About the Author

Brian Aldiss was born in 1925. During the Second World War he served in the Royal Signals in Burma and Sumatra. In 1948 he was demobilised and became an assistant in an Oxford bookshop. His first published SF novel was Non-Stop, published in 1958.

By 1962 he had already won an award for his series of novellas collectively known as Hothouse, and during the 1960s he wrote some of his most famous novels: Greybeard (1964), Report on Probability A (1968) and Barefoot in the Head: A European Fantasia (1969). In addition, The Saliva Tree (1965) won the Nebula award for best novella. He continued his prolific output throughout the 1970s but achieved his greatest acclaim in the 1980s for the three massively researched novels Helliconia Spring (1982), Helliconia Summer (1983) and Helliconia Winter (1985), the first of which won the John W. Campbell Memorial Award.

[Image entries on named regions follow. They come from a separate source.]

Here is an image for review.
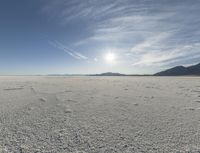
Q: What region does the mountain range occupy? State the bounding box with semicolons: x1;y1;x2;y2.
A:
154;63;200;76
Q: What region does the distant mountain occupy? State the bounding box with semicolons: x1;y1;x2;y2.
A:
90;72;126;76
154;63;200;76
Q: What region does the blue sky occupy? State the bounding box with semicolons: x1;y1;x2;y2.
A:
0;0;200;74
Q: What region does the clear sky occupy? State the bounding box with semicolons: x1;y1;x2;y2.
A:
0;0;200;74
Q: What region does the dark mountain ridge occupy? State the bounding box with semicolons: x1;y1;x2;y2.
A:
154;63;200;76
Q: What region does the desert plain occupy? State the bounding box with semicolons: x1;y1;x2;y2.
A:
0;76;200;153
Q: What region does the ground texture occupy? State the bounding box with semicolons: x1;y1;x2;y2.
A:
0;76;200;153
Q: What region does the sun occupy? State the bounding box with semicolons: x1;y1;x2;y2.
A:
104;52;116;63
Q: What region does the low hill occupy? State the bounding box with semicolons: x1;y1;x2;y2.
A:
154;63;200;76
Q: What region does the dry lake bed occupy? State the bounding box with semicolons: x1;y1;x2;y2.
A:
0;76;200;153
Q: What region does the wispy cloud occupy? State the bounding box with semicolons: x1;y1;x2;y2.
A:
49;40;88;60
42;0;200;70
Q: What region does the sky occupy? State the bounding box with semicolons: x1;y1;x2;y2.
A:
0;0;200;75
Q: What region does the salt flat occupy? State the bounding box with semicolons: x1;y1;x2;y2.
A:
0;76;200;153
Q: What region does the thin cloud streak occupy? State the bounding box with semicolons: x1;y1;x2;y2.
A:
43;0;200;70
49;40;88;60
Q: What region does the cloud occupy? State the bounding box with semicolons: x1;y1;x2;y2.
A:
49;40;88;60
42;0;200;69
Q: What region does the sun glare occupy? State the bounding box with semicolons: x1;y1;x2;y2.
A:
104;52;116;63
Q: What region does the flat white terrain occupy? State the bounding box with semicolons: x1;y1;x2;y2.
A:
0;76;200;153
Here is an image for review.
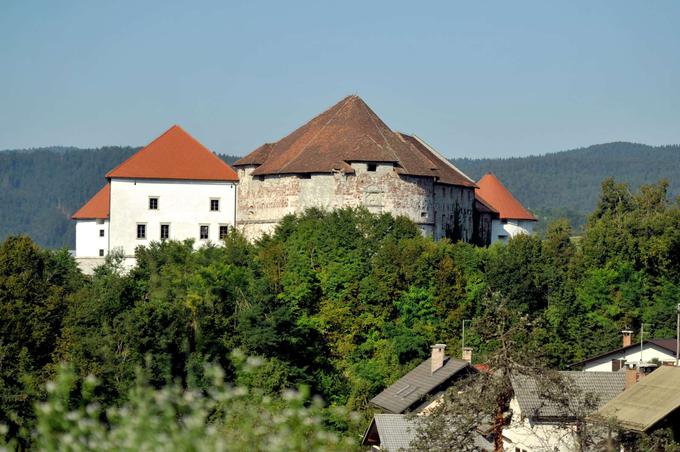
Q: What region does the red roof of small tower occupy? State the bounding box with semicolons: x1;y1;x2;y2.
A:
477;173;537;221
106;125;238;181
71;184;111;220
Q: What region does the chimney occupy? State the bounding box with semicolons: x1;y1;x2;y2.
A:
463;347;472;364
621;330;633;347
430;344;446;373
623;363;638;390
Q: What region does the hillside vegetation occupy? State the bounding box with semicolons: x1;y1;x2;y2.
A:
0;179;680;450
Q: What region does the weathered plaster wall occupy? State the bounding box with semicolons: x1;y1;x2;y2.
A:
236;163;474;240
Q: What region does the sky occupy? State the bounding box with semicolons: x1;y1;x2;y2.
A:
0;0;680;158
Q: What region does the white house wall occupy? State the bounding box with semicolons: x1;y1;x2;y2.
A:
583;342;675;372
110;179;236;259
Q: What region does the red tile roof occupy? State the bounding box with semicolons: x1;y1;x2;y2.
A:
106;125;238;181
477;173;537;221
71;184;111;220
234;96;474;186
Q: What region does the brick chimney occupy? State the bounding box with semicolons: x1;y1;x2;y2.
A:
430;344;446;373
623;363;639;390
621;330;633;347
463;347;472;364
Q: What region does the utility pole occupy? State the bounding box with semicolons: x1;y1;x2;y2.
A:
460;320;472;358
675;303;680;367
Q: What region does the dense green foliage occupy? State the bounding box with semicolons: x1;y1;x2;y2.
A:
0;147;236;249
453;142;680;231
0;180;680;441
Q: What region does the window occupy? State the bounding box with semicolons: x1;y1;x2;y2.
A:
220;225;229;240
199;225;210;240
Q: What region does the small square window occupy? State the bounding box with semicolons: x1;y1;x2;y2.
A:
220;225;229;240
199;225;210;240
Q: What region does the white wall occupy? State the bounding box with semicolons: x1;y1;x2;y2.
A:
76;220;109;258
583;342;675;372
503;398;576;452
109;179;236;258
491;219;536;243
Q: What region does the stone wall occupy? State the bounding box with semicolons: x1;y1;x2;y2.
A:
236;163;474;241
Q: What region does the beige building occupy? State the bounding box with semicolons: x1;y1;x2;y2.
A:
234;96;476;242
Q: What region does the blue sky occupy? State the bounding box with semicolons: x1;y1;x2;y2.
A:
0;0;680;157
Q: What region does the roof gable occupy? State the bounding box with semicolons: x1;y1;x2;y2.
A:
477;173;536;221
511;371;626;419
596;366;680;432
106;125;238;181
71;184;111;220
370;358;474;413
234;96;456;177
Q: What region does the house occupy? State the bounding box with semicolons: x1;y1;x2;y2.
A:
362;344;480;451
475;173;538;244
234;96;476;242
72;125;238;272
361;414;493;452
594;366;680;441
569;331;677;372
503;371;626;452
369;344;476;414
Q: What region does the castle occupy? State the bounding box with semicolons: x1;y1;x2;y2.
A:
72;96;536;271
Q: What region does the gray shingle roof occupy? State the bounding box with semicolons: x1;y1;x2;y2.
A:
362;414;493;452
371;358;472;413
512;371;626;419
596;366;680;432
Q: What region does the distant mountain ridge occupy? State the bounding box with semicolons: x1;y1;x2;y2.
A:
451;142;680;233
0;142;680;248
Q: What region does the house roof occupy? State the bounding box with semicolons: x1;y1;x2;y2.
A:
567;339;677;367
596;366;680;432
397;132;477;188
512;371;626;419
71;184;111;220
477;173;537;221
370;358;474;413
361;414;493;452
475;190;499;216
234;96;475;187
106;125;238;181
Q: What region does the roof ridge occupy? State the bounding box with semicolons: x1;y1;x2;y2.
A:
279;96;355;172
106;124;181;179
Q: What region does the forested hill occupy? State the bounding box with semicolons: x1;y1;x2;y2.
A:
0;143;680;249
452;142;680;231
0;147;240;249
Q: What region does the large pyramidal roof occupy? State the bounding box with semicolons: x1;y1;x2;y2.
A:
234;96;475;187
477;173;537;221
106;125;238;181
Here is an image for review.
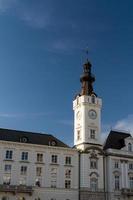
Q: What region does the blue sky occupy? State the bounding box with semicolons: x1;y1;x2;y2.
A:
0;0;133;145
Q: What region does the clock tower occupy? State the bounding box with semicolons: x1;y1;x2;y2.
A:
73;60;102;150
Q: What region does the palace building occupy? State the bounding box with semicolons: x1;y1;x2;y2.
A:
0;60;133;200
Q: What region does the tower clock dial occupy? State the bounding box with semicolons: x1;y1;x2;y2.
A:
88;110;97;119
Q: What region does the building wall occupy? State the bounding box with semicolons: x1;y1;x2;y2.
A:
0;141;79;200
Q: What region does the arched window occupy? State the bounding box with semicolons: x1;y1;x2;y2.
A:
90;158;98;169
114;175;120;190
90;178;98;191
128;143;132;152
129;176;133;189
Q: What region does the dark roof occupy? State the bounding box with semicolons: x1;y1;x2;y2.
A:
0;128;69;147
104;130;131;150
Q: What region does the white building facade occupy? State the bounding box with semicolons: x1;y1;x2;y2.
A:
0;61;133;200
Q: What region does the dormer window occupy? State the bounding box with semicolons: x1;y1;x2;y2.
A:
128;143;132;152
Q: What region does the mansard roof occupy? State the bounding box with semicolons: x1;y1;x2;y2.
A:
104;130;131;150
0;128;70;148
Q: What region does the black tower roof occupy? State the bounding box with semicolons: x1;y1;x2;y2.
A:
0;128;69;148
104;130;131;150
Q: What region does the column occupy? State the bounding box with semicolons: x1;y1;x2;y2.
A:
125;161;128;188
121;160;125;188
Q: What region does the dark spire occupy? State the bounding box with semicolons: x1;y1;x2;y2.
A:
80;59;95;96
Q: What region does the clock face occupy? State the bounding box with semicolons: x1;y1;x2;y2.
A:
88;110;97;119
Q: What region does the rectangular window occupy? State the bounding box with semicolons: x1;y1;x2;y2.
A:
65;156;71;165
65;180;71;189
115;176;120;190
129;177;133;189
36;167;42;176
5;165;12;173
37;153;43;162
21;152;28;161
5;150;13;160
3;176;11;185
77;130;81;140
65;169;71;178
20;166;27;175
51;179;56;188
90;129;96;139
51;155;57;163
129;163;133;170
114;160;119;169
90;158;97;169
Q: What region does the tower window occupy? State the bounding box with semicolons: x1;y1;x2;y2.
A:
90;158;97;169
129;176;133;189
90;129;96;139
90;178;98;191
128;143;132;152
115;175;120;190
114;160;119;169
91;95;96;104
77;130;81;140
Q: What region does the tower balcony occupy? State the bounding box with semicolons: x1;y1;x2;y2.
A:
121;188;133;196
0;184;33;195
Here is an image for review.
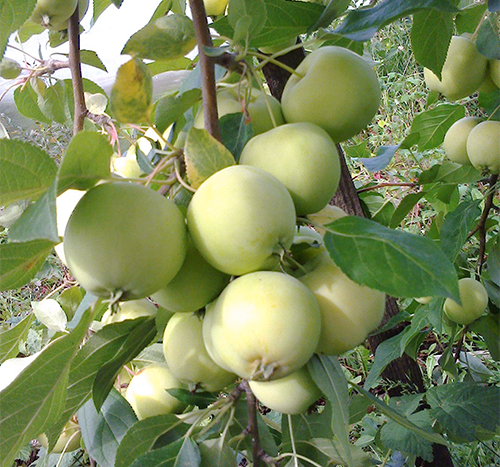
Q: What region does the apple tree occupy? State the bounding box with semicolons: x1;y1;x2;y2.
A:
0;0;500;467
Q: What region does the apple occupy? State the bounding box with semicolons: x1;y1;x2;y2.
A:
240;122;340;215
281;46;380;143
249;366;322;415
443;117;481;165
299;252;385;355
467;120;500;174
151;236;230;312
193;87;285;135
64;182;186;301
125;363;185;420
101;298;156;325
444;277;488;325
163;313;236;392
37;419;82;454
203;271;321;380
424;35;487;101
187;165;295;276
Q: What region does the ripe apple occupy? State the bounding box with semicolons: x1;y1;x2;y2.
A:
300;252;385;355
64;182;186;300
203;271;321;380
163;313;236;392
249;366;322;415
281;46;380;143
240;122;340;215
444;277;488;325
467;120;500;174
37;419;82;454
125;363;185;420
187;165;295;276
443;117;481;165
193;88;285;135
151;236;230;312
424;35;487;101
101;298;156;325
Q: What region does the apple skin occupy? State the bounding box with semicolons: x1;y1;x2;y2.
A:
424;36;488;101
467;120;500;174
125;363;185;420
64;182;187;301
443;117;481;165
444;277;488;325
299;252;385;355
187;165;296;276
203;271;321;380
249;366;322;415
193;88;285;135
240;122;340;215
281;46;380;143
163;313;236;392
151;236;230;312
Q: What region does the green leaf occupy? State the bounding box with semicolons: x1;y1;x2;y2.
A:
92;317;156;410
9;179;59;243
0;313;93;467
425;382;500;441
325;216;459;299
155;89;201;133
184;128;235;188
0;0;36;60
0;240;55;292
219;113;254;162
380;410;433;462
0;138;57;206
334;0;459;41
411;10;454;79
57;131;113;194
307;355;354;466
410;104;465;151
121;14;196;60
78;389;137;467
440;200;481;262
0;314;35;363
114;414;188;467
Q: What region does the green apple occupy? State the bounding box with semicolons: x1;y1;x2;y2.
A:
249;366;322;415
151;237;230;312
125;363;185;420
300;252;385;355
444;277;488;325
467;120;500;174
203;271;321;380
424;35;487;101
240;122;340;215
443;117;481;165
187;165;296;276
101;298;156;325
64;182;187;301
281;46;380;143
193;87;285;135
163;313;236;392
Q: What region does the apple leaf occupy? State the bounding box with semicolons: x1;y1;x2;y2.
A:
78;389;137;467
115;414;189;467
411;10;454;79
325;216;460;301
121;14;196;60
184;128;235;188
0;240;55;292
425;382;500;441
0;314;35;363
0;138;57;206
57;131;113;194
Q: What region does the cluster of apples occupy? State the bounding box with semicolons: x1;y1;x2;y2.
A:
57;47;385;418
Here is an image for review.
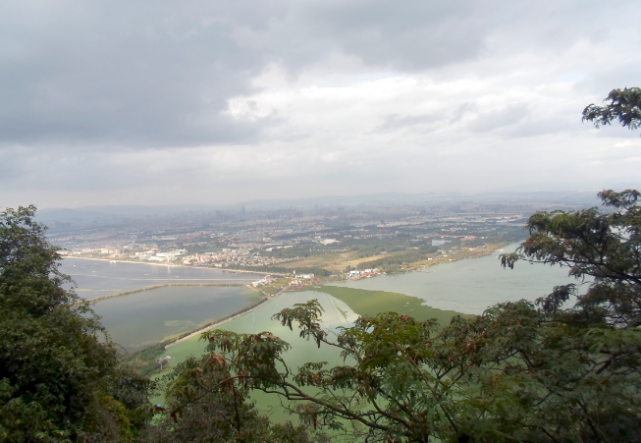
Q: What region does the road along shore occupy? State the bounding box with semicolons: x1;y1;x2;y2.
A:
165;291;284;349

He subsequently turned his attention to straight fiction focusing on aspects of his own life (such as Forgotten Life (1988)) or autobiography (Bury My Heart at W.H. Smith’s: A Writing Life (1990) and The Twinkling of an Eye or My Life as an Englishman (1998)) before returning to SF.

Throughout his writing career, Aldiss has been both an anthologist and a critic, involved in both the Penguin Science Fiction and The Year’s Best SF series. Both Billion Year Spree (1973) and its expanded follow-up Trillion Year Spree (1986) are considered classic surveys of SF. The latter won a Hugo Award in 1987.

He has also worked as a reviewer and essayist, writing for the Times Literary Supplement, the Guardian, and the Washington Post. In 2001, his short story Super-Toys Last All Summer Long was the basis for the Steven Spielberg film A.I. Artificial Intelligence.

Aldiss was awarded an OBE for services to literature in 2005. He currently lives in Oxford.